Dr. Rosenbaum said the safety concerns [described by the 2016 recommendations issued by the American Academy of Opthalmology] are not meant to curb use of hydroxychloroquine.
Risk vs. Benefit
In a question-and-answer session after the talk, an exchange between Dr. Rosenbaum and Michelle Petri, MD, MPH, director of the Johns Hopkins Lupus Center in Baltimore, illustrated the tensions that can exist over HCQ safety in lupus patients.
“We have no alternative to Plaquenil [HCQ],” Dr. Petri said. “It would be one thing if there was an alternative. And right now Plaquenil is the only drug we have where we have proof from multiple studies that it improves survival.

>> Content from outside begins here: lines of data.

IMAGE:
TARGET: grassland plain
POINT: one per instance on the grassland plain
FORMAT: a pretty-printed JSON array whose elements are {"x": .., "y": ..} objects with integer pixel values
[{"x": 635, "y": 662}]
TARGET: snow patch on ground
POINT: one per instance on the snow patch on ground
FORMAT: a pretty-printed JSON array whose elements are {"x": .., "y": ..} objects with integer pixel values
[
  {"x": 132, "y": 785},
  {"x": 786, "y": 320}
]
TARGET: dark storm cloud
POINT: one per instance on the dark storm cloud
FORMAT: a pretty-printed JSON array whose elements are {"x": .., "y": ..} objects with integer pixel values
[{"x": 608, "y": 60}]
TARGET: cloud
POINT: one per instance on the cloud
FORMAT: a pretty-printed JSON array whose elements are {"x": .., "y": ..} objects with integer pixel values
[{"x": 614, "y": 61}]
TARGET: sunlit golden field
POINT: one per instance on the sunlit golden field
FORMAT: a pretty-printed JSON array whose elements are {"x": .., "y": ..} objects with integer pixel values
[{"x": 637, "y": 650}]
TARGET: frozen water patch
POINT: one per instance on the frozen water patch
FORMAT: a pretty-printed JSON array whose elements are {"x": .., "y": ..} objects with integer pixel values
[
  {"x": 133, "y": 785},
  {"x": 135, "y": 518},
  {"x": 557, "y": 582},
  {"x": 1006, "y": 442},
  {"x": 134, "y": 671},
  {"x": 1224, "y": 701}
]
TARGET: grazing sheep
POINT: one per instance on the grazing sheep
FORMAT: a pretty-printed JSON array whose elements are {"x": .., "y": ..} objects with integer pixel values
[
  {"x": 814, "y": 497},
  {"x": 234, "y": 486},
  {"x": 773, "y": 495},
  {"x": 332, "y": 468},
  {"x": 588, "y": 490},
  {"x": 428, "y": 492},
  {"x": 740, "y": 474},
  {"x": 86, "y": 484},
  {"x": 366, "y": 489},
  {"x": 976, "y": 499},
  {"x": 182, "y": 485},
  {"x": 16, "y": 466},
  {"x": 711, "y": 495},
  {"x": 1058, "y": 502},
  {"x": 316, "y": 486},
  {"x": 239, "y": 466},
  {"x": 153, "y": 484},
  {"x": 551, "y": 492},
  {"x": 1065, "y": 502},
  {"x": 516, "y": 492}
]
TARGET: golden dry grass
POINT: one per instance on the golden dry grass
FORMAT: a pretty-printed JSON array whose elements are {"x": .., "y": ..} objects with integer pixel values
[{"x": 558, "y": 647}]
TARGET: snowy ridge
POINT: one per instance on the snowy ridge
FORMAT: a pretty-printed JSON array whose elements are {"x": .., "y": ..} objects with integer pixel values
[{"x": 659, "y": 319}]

Plaquenil is the only drug we have that reduces later lupus nephritis, reduces later CNS [central nervous system] lupus and reduces thrombosis from the antiphospholipid antibodies. So who proved that this lower dose works?”
“That’s true, but I don’t think the burden should be on the ophthalmologist to prove the efficacy,” Dr. Rosenbaum said. “The burden should be on us as rheumatologists to demonstrate the efficacy.”
“But we will not have those studies if we all obey this new dosing, now will we?” Dr. Petri said. “Why don’t we personalize? Are we going to treat everybody with lupus the same way based on these guidelines? We don’t do that with any other lupus rule. The advantage to rheumatology is we all feel comfortable with personalizing.”
“Let’s say your ophthalmologist reports to you that the OCT [optical coherence tomography] is abnormal,” Dr. Rosenbaum said. “I’m disturbed any ophthalmologist would say, ‘It’s my responsibility to terminate the drug that’s being prescribed by another physician.’”
“It happens all the time,” Dr. Petri said.
Dr. Rosenbaum called it a “classic risk–benefit analysis.”
“The OCT and the [automated visual field tests] are complementary,” he said. “Some patients may have mild field changes and a normal OCT, and some patients may have an abnormal OCT and a normal field. It doesn’t necessarily mean you have to stop the drug. But in my opinion, it certainly means you have to inform the patient and discuss with the patient that there’s an additional risk. … And depending on how valuable you think the medication is, you and the patient need to make a decision together.”
Thomas R. Collins is a freelance writer living in South Florida.
References
- Fasano S, Pierro L, Pantano I, et al. Longterm hydroxychloroquine therapy and low-dose aspirin may have an additive effectiveness in the primary prevention of cardiovascular events in patients with systemic lupus erythematosus. J Rheumatol. 2017 Jul;44(7):1032–1038.
- Marmor MF, Kellner U, Lai TY, et al. Recommendations on screening for chloroquine and hydroxychloroquine retinopathy (2016 revision). Ophthalmology. 2016 Jun;123(6):1386–1394.